What is dancing if not a socially acceptable and non destructive method of showing passion. She enabled etiquette and complex social structures and I only saw her as an uncontrollable passion but passion could be controlled. It could be channeled to dancing and music and to art. It can be an explosive orgasm or a delicate flower. I dance with Agrat and lose myself into her I am seeing her in a completely new light. Only when the song is over, she talk to me and her voice is the sweetest one. She is not offended and is not mocking me. Her words echo directly into my soul.
“Try and see me for what I really am... I am so much more than you understand.”I open my eyes and Agrat is fully clothed, dressed like a disco diva and holding a red rose, she kisses me a long, soft and delicate kiss, full of love and emotion. I can barely contain her kiss, and eventually I need to catch my breath. When I disengage, Agrat hands me her flower.
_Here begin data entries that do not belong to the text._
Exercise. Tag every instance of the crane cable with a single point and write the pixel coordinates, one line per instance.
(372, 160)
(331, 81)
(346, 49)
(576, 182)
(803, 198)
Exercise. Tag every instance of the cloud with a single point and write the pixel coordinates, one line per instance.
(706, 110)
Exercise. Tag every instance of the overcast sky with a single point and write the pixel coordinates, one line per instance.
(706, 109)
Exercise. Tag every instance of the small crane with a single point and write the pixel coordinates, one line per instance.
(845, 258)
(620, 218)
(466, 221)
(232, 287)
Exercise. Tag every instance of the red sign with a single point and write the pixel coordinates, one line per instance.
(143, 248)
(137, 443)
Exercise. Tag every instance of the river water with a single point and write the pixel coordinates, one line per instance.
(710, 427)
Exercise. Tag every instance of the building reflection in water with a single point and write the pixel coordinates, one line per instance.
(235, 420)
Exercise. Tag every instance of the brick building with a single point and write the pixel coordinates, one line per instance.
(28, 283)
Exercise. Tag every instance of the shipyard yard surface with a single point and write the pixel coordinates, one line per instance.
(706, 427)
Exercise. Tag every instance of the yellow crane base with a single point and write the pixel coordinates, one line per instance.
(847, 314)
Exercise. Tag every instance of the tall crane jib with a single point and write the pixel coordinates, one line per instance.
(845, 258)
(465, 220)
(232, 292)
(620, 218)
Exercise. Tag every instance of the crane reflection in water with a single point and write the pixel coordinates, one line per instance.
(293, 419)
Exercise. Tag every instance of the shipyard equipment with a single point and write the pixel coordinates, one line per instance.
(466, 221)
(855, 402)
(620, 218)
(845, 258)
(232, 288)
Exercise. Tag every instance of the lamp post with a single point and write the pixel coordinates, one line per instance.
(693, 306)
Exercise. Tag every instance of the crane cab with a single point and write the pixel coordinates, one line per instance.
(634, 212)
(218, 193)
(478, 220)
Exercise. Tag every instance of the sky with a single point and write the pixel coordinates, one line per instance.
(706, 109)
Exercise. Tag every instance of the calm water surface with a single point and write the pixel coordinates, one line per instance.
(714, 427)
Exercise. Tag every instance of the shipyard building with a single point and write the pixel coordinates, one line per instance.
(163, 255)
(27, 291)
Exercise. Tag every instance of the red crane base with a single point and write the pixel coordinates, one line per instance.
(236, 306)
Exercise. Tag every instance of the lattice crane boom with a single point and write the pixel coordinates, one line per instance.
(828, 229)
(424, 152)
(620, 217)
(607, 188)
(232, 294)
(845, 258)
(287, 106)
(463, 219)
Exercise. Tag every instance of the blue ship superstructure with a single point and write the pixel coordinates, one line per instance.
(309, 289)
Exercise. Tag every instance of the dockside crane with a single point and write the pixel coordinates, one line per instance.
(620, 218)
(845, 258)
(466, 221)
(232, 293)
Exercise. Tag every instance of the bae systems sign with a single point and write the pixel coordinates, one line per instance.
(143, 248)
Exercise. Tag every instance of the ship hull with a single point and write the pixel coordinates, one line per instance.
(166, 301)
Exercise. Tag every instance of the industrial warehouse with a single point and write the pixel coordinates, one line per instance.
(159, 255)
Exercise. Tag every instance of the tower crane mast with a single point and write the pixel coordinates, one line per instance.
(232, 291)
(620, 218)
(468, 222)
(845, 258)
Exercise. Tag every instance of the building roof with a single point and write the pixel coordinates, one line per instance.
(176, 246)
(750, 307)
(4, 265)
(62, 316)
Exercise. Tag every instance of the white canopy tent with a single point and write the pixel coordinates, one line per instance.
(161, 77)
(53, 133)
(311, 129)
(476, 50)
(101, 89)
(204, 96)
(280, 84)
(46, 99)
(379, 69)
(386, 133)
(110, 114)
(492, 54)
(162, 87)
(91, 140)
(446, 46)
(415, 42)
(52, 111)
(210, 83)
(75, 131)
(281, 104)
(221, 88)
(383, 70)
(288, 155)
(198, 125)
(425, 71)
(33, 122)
“Take it, love” She say and then disappears. The red rose is all that is left from our dance. I place the rose in a small ertl on the table and continue dancing alone until my guests arrive. I can feel the heat but it is not Agrat. These are my own cheeks and I am blushed like a teenager who just had his first kiss.
I thought that I was going to teach her about passion?! My new discoveries are all obvious to her. Yet, she contained my anger and my arrogance. My anger was on my own social limitations. I was wrong to direct it at her. She was open enough to let me make my own mistakes even if I treated her badly. She is immortal and has patience that I do not. Could Agrat be the mentor I need to be happy? Is it me that is incapable of understanding her?